The Dollar/Yen reached its highest level since May 22 early Wednesday ahead of a Federal Reserve Monetary Policy meeting that could offer clues on the number and pace of future U.S. rate hikes later this year.
At 0949 GMT, the USD/JPY is trading 110.631, up 0.257 or +0.22%.
The Forex pair is also being supported by increased demand for higher risk assets and expectations of another dovish monetary policy statement by the Bank of Japan on Friday.
At 1800 GMT, the Fed will end its two-day meeting by announcing its second rate hike this year. The 25 basis point increase will bring the benchmark interest rate to 2.00%.
While the rate hike is widely expected, the market focus will be on whether the Fed signals tightening policy two more times in 2018, from three times indicated earlier this year.
On paper a hawkish Fed should be bullish for the USD/JPY. Rising interest rates should widen the spread between U.S. Government Bonds and Japanese Government Bonds, making the U.S. Dollar a more attractive investment.

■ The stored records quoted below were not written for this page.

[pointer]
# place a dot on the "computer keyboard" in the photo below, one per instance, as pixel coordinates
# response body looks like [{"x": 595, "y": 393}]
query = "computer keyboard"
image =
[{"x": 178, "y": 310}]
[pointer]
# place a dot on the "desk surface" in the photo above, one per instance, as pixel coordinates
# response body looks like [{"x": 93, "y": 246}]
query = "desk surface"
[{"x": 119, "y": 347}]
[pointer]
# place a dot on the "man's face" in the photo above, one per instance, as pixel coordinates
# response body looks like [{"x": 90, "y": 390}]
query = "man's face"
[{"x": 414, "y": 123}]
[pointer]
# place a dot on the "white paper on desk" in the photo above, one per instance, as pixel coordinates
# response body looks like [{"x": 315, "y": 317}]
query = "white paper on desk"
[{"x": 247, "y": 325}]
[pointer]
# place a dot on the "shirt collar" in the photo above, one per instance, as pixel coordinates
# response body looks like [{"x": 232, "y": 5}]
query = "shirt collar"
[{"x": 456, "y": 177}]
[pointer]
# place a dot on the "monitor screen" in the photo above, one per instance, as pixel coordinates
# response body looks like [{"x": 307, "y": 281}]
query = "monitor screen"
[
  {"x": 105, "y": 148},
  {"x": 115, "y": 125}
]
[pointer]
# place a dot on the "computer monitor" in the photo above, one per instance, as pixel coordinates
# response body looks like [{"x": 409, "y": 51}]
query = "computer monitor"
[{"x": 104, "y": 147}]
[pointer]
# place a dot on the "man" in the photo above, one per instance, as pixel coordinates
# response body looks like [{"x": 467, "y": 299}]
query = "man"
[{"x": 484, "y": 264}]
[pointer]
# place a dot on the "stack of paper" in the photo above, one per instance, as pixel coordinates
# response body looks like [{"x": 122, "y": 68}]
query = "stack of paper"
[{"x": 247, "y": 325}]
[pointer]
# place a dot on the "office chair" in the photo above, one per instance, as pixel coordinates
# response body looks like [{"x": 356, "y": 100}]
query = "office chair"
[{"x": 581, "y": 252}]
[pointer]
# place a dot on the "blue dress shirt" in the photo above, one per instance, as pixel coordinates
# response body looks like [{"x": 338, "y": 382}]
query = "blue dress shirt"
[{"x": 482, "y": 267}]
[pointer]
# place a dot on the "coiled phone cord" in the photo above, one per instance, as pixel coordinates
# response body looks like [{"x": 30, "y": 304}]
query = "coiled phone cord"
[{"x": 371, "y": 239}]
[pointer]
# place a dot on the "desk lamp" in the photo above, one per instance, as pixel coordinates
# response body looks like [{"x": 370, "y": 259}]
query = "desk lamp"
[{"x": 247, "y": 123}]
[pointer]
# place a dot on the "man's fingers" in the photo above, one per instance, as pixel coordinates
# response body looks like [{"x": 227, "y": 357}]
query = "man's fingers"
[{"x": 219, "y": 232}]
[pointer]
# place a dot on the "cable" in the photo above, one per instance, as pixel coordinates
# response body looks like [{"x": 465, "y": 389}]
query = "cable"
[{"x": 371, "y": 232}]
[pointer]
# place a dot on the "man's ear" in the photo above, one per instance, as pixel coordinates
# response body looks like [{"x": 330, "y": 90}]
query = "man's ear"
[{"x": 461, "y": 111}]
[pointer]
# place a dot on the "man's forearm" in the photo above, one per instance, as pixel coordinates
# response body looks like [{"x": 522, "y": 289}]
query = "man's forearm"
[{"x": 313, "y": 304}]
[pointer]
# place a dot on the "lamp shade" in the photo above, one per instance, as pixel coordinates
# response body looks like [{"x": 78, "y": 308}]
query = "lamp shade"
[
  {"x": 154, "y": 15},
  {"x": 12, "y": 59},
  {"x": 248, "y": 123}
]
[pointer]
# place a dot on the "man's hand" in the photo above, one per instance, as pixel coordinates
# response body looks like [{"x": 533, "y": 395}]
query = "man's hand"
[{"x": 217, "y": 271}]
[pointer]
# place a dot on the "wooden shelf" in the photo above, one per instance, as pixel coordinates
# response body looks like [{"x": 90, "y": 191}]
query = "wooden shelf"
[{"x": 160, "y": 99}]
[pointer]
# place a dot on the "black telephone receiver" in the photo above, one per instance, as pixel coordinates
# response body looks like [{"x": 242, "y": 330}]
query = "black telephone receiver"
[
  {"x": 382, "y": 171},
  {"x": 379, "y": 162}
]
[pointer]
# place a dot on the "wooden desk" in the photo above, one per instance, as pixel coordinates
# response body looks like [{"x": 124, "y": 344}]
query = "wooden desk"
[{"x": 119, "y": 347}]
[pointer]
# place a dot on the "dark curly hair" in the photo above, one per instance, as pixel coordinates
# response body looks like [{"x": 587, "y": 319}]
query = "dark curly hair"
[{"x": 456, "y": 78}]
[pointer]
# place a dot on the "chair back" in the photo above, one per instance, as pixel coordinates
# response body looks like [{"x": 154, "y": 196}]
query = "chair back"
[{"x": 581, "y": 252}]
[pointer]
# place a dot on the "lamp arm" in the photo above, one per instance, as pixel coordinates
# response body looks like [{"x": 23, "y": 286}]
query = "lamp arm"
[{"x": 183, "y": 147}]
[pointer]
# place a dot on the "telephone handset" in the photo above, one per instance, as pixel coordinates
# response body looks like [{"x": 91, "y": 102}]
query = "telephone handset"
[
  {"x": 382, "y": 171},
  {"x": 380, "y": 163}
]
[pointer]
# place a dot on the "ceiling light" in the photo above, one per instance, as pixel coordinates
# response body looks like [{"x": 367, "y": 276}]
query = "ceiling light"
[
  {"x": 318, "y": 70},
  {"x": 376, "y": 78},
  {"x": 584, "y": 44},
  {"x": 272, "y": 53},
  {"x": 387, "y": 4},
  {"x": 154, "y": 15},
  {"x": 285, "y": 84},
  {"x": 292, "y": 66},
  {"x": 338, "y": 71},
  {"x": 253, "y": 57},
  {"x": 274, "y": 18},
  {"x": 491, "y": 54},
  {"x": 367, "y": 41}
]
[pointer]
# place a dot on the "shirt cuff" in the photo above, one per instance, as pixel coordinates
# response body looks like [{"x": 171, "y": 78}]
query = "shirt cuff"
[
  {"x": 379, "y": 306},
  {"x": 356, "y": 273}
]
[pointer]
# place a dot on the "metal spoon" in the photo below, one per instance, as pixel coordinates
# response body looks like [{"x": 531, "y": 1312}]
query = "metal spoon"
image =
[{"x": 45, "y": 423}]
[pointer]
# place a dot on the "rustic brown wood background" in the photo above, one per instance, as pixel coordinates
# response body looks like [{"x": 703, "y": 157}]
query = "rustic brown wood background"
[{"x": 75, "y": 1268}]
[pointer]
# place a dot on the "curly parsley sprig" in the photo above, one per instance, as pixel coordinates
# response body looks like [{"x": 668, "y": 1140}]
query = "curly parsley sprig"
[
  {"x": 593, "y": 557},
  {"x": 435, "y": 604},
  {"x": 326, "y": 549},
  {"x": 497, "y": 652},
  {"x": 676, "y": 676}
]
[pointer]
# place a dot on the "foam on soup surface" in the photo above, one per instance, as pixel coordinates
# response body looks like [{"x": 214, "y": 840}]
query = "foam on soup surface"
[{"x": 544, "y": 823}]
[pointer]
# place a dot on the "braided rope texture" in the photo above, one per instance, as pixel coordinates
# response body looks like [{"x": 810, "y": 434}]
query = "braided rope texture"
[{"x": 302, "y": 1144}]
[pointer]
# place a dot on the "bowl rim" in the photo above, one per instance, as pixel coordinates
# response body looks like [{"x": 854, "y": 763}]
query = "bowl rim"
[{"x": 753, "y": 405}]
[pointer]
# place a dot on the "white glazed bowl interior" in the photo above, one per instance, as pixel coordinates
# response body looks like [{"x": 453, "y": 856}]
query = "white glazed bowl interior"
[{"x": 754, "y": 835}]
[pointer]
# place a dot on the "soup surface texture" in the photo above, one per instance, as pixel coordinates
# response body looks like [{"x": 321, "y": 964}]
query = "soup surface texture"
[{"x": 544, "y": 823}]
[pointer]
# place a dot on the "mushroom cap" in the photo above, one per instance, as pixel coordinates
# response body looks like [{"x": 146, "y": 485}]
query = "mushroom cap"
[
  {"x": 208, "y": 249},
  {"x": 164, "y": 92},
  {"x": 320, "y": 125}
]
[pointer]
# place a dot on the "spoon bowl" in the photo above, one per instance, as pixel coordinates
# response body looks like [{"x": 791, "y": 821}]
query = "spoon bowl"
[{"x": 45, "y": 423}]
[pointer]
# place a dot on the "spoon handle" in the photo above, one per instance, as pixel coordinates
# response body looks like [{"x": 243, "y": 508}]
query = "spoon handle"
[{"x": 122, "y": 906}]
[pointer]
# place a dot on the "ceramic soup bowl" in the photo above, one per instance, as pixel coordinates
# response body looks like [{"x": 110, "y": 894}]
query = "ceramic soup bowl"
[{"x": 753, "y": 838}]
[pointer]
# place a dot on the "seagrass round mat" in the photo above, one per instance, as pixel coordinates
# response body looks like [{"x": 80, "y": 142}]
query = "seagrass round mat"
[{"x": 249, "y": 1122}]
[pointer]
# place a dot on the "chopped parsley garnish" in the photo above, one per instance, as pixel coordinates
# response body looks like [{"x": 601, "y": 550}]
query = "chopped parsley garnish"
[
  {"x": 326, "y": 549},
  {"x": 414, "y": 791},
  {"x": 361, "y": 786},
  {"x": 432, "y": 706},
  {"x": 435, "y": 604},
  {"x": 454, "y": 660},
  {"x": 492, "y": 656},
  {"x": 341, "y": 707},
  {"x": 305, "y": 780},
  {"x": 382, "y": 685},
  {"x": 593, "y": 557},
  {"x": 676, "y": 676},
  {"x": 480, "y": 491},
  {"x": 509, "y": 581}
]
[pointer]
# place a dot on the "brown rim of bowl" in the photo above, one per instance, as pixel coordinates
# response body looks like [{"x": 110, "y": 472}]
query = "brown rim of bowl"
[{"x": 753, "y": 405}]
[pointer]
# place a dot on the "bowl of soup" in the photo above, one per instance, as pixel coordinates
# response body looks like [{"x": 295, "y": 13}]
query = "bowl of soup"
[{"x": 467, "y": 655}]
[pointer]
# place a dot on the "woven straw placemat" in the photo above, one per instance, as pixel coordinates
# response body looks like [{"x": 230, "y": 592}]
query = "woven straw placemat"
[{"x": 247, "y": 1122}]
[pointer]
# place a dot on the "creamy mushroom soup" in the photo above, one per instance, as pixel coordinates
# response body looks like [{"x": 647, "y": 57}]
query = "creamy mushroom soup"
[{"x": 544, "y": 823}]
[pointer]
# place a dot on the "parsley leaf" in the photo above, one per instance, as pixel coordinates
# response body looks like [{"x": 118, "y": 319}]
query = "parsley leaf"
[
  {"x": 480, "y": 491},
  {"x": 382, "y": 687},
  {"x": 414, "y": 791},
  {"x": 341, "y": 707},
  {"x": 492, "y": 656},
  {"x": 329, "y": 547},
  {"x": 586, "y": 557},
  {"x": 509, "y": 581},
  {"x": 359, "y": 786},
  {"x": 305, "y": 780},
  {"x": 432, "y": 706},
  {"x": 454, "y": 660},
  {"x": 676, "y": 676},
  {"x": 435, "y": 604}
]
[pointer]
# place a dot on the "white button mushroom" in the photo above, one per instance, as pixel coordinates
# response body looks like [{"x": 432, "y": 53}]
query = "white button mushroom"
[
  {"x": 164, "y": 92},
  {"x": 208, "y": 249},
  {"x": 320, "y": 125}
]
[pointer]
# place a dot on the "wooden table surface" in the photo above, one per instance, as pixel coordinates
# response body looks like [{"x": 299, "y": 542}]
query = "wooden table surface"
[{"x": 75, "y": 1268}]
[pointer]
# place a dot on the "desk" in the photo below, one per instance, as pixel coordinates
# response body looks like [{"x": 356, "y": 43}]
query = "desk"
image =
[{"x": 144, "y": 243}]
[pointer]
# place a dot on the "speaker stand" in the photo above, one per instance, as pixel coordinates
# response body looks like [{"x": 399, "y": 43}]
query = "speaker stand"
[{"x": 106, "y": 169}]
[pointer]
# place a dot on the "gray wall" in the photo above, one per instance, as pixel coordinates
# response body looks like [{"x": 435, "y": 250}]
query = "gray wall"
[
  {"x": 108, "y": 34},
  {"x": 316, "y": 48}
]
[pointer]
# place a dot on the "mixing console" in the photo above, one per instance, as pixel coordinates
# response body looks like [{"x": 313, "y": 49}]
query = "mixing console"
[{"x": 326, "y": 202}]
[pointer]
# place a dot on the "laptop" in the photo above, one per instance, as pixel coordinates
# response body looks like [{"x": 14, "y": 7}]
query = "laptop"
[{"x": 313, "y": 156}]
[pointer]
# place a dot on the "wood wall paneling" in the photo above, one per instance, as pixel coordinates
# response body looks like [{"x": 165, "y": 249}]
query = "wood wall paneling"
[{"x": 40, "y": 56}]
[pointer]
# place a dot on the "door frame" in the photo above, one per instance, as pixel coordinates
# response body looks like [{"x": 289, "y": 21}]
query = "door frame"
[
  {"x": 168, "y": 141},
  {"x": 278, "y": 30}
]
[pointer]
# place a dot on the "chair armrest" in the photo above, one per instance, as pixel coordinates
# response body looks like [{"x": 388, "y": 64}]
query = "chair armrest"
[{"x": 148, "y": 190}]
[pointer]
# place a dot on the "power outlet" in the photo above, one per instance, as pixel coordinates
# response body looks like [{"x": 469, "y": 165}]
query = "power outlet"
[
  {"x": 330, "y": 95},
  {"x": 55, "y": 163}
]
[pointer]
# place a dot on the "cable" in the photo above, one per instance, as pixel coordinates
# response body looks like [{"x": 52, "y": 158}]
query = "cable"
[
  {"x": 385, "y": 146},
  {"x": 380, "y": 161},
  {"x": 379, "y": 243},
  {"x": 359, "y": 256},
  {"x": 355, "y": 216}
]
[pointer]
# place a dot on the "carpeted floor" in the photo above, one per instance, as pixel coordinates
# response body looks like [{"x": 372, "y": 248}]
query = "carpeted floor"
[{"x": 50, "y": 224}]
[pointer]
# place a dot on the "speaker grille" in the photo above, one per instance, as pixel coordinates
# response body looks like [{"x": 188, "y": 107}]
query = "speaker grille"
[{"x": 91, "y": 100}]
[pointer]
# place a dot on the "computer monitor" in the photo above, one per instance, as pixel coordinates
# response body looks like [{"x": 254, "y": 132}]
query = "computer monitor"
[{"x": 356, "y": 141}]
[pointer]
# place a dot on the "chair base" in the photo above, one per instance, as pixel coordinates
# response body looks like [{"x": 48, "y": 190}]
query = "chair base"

Another way to look at it, the divergence between the monetary policies of the U.S. Federal Reserve and the Bank of Japan should continue to be bullish for the USD/JPY. This should be reaffirmed on Friday when the Bank of Japan leaves its benchmark interest rate near zero and maintains its accommodative policy.
Despite the bullish outlook for the USD/JPY, there are still some traders who believe gains could be limited if emerging market turmoil begins to escalate. If this does occur then the Dollar/Yen rally could be stopped in its tracks by increased demand for safe haven assets.
Additionally, there were no reports from Japan on Wednesday. In the U.S. Producer Price Inflation is expected to come in at 0.3% and Core PPI at 0.2%.